Laurence Mello, gestor da AZQuest, diz não ver com preocupação os vencimentos de dívida mobiliária corporativa neste ano porque as empresas já tinham se antecipado em 2021 e 2022, por antever um cenário potencialmente adverso no período pré e pós-eleitoral. “No segmento que é o filé mignon das companhias brasileiras, esse cara já tinha dívida de longo prazo, aproveitou para melhorar o passivo, mas chega uma hora que tem um esgotamento natural, já fez o que tinha que fazer”, pondera.
No mercado secundário, Mello observa que já aparecem mais compradores do que vendedores, mas com alguma queda de braço ainda. “Muitos ativos já passaram pelo pico e voltaram, principalmente os [nomes] mais nobres e líquidos.”

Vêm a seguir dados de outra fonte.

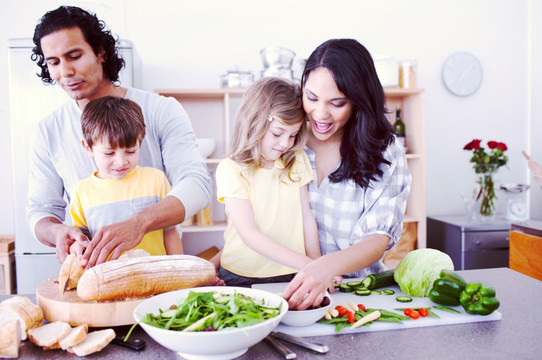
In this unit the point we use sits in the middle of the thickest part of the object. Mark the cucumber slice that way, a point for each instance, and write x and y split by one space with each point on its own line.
375 281
354 284
362 292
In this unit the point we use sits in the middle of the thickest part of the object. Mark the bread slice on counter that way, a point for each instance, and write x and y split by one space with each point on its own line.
76 336
23 310
94 342
10 337
49 334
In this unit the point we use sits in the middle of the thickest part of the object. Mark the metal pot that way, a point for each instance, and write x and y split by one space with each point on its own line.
277 57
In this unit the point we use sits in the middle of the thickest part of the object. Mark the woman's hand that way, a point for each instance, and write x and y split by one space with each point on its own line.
309 285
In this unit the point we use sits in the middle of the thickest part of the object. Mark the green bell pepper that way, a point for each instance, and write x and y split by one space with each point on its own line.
447 288
479 298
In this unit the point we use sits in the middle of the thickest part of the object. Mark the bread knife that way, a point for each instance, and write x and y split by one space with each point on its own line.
300 342
281 348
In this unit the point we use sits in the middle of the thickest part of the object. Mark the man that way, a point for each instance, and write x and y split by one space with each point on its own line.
75 51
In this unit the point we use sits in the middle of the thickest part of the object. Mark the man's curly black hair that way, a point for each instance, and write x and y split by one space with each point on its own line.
94 30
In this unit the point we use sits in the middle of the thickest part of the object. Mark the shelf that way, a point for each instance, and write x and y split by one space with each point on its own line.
201 93
399 92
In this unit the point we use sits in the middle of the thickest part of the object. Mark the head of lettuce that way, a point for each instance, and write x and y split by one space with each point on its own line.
418 270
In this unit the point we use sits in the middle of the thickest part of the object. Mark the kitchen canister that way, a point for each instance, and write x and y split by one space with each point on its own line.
407 73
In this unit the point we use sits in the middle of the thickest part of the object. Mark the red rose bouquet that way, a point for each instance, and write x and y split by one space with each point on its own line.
486 164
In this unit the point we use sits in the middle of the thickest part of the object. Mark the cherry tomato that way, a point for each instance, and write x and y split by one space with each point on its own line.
342 311
415 315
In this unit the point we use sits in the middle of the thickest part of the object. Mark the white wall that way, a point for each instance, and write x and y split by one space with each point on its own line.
189 44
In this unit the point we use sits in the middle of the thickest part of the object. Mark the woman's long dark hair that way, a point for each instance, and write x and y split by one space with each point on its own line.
94 30
367 133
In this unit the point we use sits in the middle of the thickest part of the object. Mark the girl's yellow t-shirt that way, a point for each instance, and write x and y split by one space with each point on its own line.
276 206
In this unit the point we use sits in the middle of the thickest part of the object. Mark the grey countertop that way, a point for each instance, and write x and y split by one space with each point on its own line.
516 336
531 227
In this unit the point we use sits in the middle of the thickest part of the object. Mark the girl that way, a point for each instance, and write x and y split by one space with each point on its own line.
271 232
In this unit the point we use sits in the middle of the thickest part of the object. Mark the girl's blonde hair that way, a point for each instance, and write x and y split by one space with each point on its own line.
268 97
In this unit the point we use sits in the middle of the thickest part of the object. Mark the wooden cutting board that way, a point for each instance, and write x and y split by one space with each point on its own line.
71 308
387 302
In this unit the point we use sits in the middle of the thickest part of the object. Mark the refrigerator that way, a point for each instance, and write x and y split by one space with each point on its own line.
29 101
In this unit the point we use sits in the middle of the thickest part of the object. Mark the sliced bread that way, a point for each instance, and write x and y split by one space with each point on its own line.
49 334
25 311
10 337
76 336
94 342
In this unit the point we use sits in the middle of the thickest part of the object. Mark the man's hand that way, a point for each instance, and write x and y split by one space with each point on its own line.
66 237
113 239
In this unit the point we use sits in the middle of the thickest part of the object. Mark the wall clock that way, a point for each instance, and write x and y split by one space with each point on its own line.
517 210
462 74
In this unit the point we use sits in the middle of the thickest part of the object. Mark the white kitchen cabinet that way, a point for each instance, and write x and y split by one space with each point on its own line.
213 111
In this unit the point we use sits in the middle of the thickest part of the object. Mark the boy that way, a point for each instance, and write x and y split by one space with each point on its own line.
76 51
113 129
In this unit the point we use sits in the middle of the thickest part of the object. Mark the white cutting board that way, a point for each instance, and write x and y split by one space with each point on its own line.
387 302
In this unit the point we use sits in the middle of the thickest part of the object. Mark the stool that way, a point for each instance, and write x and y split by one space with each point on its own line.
7 265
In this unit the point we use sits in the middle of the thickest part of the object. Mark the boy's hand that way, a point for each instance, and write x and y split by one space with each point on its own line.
113 239
77 249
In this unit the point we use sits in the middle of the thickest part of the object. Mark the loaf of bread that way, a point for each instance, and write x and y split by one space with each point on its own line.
20 308
144 276
10 338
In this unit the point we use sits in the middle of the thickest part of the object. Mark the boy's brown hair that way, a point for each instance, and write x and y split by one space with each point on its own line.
117 120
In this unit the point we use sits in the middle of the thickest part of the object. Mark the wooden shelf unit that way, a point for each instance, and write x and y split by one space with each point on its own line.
212 112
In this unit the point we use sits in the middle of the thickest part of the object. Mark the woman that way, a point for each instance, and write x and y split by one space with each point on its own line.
362 181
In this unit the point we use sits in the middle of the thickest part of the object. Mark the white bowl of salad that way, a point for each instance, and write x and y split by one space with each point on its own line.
213 322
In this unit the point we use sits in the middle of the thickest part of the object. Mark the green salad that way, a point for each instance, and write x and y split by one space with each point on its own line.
212 311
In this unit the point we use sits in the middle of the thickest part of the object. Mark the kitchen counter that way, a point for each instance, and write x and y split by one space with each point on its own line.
516 336
530 227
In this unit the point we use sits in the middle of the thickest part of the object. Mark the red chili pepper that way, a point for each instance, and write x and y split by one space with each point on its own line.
411 313
342 311
415 315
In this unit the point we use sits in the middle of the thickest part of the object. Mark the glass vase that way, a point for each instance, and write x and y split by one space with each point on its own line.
486 190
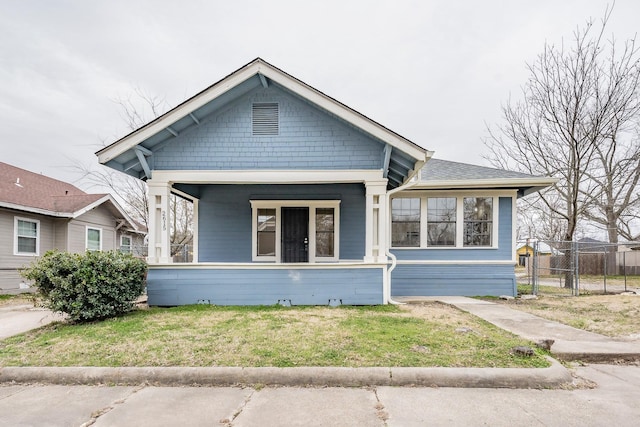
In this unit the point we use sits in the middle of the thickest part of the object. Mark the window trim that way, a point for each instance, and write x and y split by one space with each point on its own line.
420 220
86 240
15 236
278 205
425 205
459 196
123 236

A primeira leva de ofertas pós- Americanas e Light veio com menos prazo e mais prêmio. Agora, Marcelo Peixoto, sócio da Trígono Capital, espera um segundo momento com mais emissões, algum alongamento no universo do CDI, mas com a oferta ainda voltada para o público institucional. “O prêmio existe, mas claro, tudo se acomodou num patamar de preço mais alto”, afirma. “Só que enquanto a indústria [de fundos] tem resgate, tem menos dinheiro a ser trabalhado e os gestores vão privilegiar um nível maior de caixa porque não sabem quando a onda termina.”
No secundário, um estudo do BTG apontava que, antes de Americanas, 5,2% dos ativos negociados tinham spread acima de 3%, fatia que subiu a 21,5% após o episódio, considerando-se o CDI e as Notas do Tesouro Nacional série B (NTN-B) como referência para o caso de papéis isentos.
“Tem muita debênture sendo negociada a CDI mais 3% e de empresas que são solventes, não estão para quebrar”, diz Otávio Vieira, sócio e gestor da Nest. “Quando se vê uma Hapvida, Natura, MRV ou Dasa a CDI mais 3%, 4%, 4,5% é porque qualquer fumacinha já seca o comprador.”
Se no ano passado os saques nos fundos vinham se concentrando nos multimercados e carteiras de ações, reflexo da escalada da Selic, em 2023 foram os portfólios de crédito que foram “solapados pelo desempenho ruim de sucessivos eventos”, que engatilharam a atualização dos ativos a preços mais baixos – e taxas mais altas, diz Vieira.
Mello, da AZ Quest, diz que o episódio Americanas desencadeou ainda uma onda “oportunista” de pedidos de recuperação judicial, mas de casos já problemáticos e conhecidos pelo mercado, não há uma crise sistêmica em curso, a seu ver.